The flooded Ohio River, which was lapping at the service door of Riverfront Stadium in Cincinnati, the site of a professional football playoff game scheduled for Sunday, was receding as was the swollen Mississippi River.
The weather service said a fresh storm moved into Illinois early Saturday, and that by 6 a.m. 5 inches of snow had fallen in the Moline area.
The snow in northern Illinois and freezing rain in the southern half of the state made travel treacherous and gave residents good reason to stay home for the weekend.
Chicago aviation spokeswoman Lisa Howard said O'Hare International Airport had received 2 inches of snow by midday. Runways were open, but air travelers were told to expect delays of from 45 minutes to 90 minutes.
"It's still snowing pretty heavily out here (O'Hare)," Howard said. "At Midway Airport we only have one runway open."
All 230 Chicago road-clearing trucks were dispatched shortly after 2 a.m., but early morning highway and tollway conditions deteriorated because crews could not keep up with the snow.
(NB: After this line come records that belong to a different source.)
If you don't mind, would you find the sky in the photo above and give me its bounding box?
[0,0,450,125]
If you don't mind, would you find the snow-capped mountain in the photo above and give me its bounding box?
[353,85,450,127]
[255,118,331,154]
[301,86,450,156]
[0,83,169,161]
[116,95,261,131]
Officials reported many accidents but no serious injuries and no roads were closed.
Before hitting Illinois the wintry storm dumped ice and snow on the Plains.
About 3 inches of snow was recorded in Omaha, and 2 inches fell in Iowa, while freezing rain covered roads in Missouri with a sheet of ice.
A second storm pounded the southwest mountains of Colorado and was expected to dump up to 8 inches of snow, while snow fell through the night in the northern and central mountains.
Scattered showers fell across Southern California for the second straight day, easing drought conditions that have persisted for four years.